Nach dem Rückzug der Kiesindustrie aus der Windheimer Marsch bestand dringender Handlungsbedarf, um den Wert des Gebietes für den Naturschutz aufrecht zu erhalten. Durch Unterlassung jeglicher Nutzung und Pflege wäre das Gebiet innerhalb weniger Jahre durch die fortschreitende Sukzession in Wald übergegangen.
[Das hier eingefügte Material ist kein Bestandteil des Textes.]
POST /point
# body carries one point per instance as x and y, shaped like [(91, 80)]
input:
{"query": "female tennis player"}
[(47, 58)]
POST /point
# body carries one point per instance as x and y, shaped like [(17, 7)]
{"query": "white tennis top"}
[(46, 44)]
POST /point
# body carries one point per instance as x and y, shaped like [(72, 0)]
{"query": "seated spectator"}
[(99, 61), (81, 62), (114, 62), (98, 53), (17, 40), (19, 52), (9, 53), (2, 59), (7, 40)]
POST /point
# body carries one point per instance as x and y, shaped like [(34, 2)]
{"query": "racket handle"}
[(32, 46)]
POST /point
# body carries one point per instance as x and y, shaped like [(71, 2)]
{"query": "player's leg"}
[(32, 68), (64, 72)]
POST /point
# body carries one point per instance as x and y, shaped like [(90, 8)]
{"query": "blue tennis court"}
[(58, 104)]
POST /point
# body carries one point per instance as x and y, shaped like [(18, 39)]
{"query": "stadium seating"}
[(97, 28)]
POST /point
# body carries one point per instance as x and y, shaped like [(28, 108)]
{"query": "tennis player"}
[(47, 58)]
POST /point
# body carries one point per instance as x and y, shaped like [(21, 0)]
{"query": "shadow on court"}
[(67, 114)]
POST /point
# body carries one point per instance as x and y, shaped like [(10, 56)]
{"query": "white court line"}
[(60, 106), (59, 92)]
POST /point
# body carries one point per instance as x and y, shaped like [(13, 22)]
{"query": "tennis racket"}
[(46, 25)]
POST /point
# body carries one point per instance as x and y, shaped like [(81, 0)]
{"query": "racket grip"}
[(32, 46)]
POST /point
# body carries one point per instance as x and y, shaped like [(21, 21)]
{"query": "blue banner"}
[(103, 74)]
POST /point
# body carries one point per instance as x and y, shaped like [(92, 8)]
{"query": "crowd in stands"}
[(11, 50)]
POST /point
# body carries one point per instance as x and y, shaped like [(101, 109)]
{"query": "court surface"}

Daher setzte der Naturschutz im EU-Vogelschutzgebiet „Weseraue“ verstärkt auf ein neues Konzept zur Pflege und Entwicklung wertvoller Landschaften. Anstelle einer kostenintensiven, maschinellen Pflege kommt hierbei eine an natürlichen Vorbildern orientierte, großflächige Beweidung mit robusten Rindern zum Einsatz. Deshalb arbeitet die Biologische Station Minden-Lübbecke in der „Windheimer Marsch“ mit Schottischen Hochlandrindern. Die ausgesprochen gutmütigen Tiere sind besonders robust und nässetolerant und eignen sich daher gut für die ganzjährige Freilandhaltung. Sie ersetzen sozusagen den ausgestorbenen Auerochsen.Der Einsatz dieser großen Pflanzenfresser in der Landschaftspflege bereichert die Ökosysteme und ihre Lebensgemeinschaften auf vielfältigste Art und Weise. Durch den Verbiss wird die Ausbreitung von Gehölzen begrenzt und die Entwicklung von offenen Gras- und Krautfluren, Röhrichten und Flutrasen gefördert. Dabei wird auch für die Offenhaltung der Gewässerufer gesorgt und wertvolle Pionierstandorte geschaffen. Auf den seit mehreren Jahren beweideten Flächen hat sich somit mittlerweile ein vielfältiges Mosaik aus Weiderasen mit Saumarten, Weidengebüschen und -wäldern, Schlehen-Weißdorngebüschen und in feuchteren Bereichen auch Flutrasen, Röhrichten und Schlamm-Pionierfluren entwickelt.

Detlef Trampe hat „seine“ Rinder fest im Griff.

Die Beweidung fördert daher eine halboffene Auenlandschaft für eine artenreiche und auentypische Vogelwelt. Und das kann man auch beobachten. Diese Standorte sind ideal für viele der schutzwürdigen Wat- und Wasservögel in der Weseraue. Auf den Flächen brüten zum Beispiel Kiebitze und Flussregenpfeifer und die Gewässerufer werden gern von Krick- und Schnatterenten besiedelt. Auch viele Singvögel profitieren von dem reichen Biotopangeboten. So können wir im Frühjahr in der Windheimer Marsch überall dem Gesang der Nachtigall lauschen und den mittlerweile sehr zahlreich vorkommenden Neuntöter bei seinem Brutgeschäft beobachten. Nirgendwo in der Weseraue ist der Neuntöter so häufig vertreten, wie hier auf den Weideflächen. Aber auch zahlreiche Insekten profitieren von der Beweidung. Hier haben sich unter anderem feuchtgebietstypische Heuschrecken, wie die Sumpfschrecke, kurzflügelige Schwertschrecke und Säbeldornschrecke angesiedelt. Auch die typischen Heuschreckenarten extensiv genutzten, strukturreichen Grünlandes wie Große Goldschrecke und Wiesen-Grashüpfer sind hier beheimatet. Die blütenreichen Säume ziehen Schmetterlingsarten wie Schwalbenschwanz und Fünffleck-Widderchen nach sich. Auch zur Lebensraumerhaltung der im Gebiet wieder regelmäßig anzutreffenden Kreuzkröte, einer Art die eng an temporäre, vegetationsarme Kleingewässer angewiesen ist, leistet das Beweidungsprojekt einen wichtigen Beitrag. Aber auch der Mensch findet Erholung und Naturgenuss in dieser reich gegliederten Landschaft. Darüber hinaus macht es Freude, das komplexe Sozialverhalten der „halbwilden“ Weidetiere, die in naturnahen Herdenverbänden die Landschaft beleben, zu beobachten.